Dans ce cadre, le gouvernement a renforcé son alignement pro-­atlantiste en assumant en outre sans complexes la nécro-politique migratoire. Il n’est pas surprenant, dans ce contexte, que la présence au gouvernement de Unidas Podemos suscite un malaise croissant chez une partie non négligeable de ses militant·e·s. 

Quelle orientation, dans cette situation, pour la gauche radicale ?

Je pense que les défis principaux pour la gauche radicale consistent fondamentalement à savoir défendre un anti-impérialisme internationaliste, clairement opposé au bloc impérialiste occidental, mais aussi à l’impérialisme russe et à sa guerre injuste d’agression contre le peuple ukrainien. 

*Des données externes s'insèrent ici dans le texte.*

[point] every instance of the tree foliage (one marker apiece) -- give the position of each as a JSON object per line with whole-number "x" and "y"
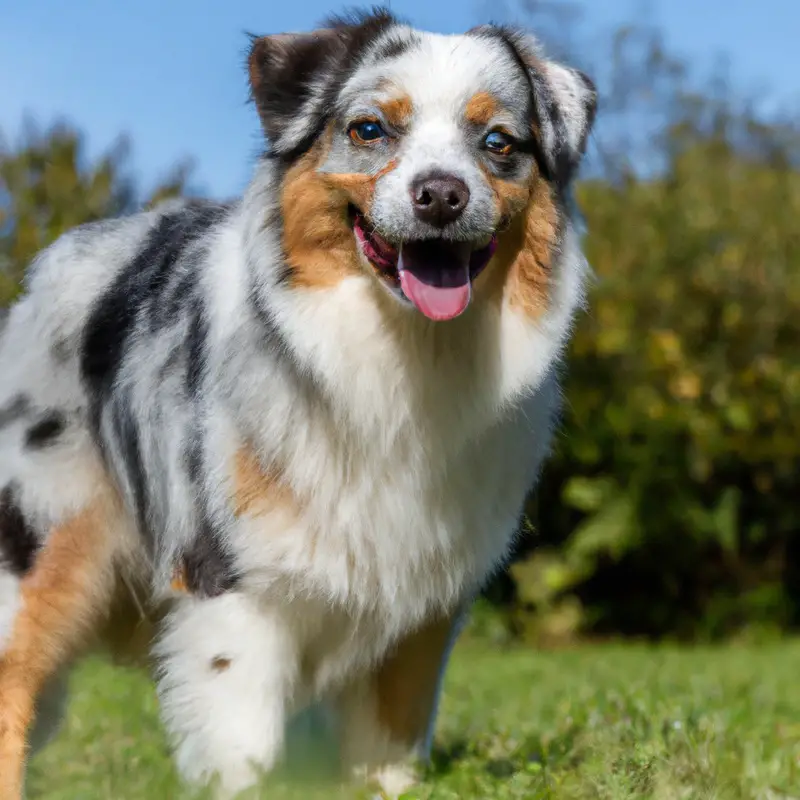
{"x": 48, "y": 185}
{"x": 670, "y": 508}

Celui-ci devrait obtenir tout l’appui possible à son droit légitime à la défense, armée et non armée. Cette position n’est pas incompatible avec une attitude critique face à des discours comme celui prononcé lors de ce sommet par le président ukrainien Zelensky. Elle exige d’autant plus la solidarité politique et matérielle avec les gauches ukrainienne et russe dans leur pari de projets alternatifs à ceux de leurs gouvernements respectifs. 

Tout cela devrait s’accompagner d’une conception alternative de « sécurité globale », multidimensionnelle et centrée principalement sur la défense de la vie et des biens publics et communs face au nouveau bras de fer néolibéral auquel nous assistons.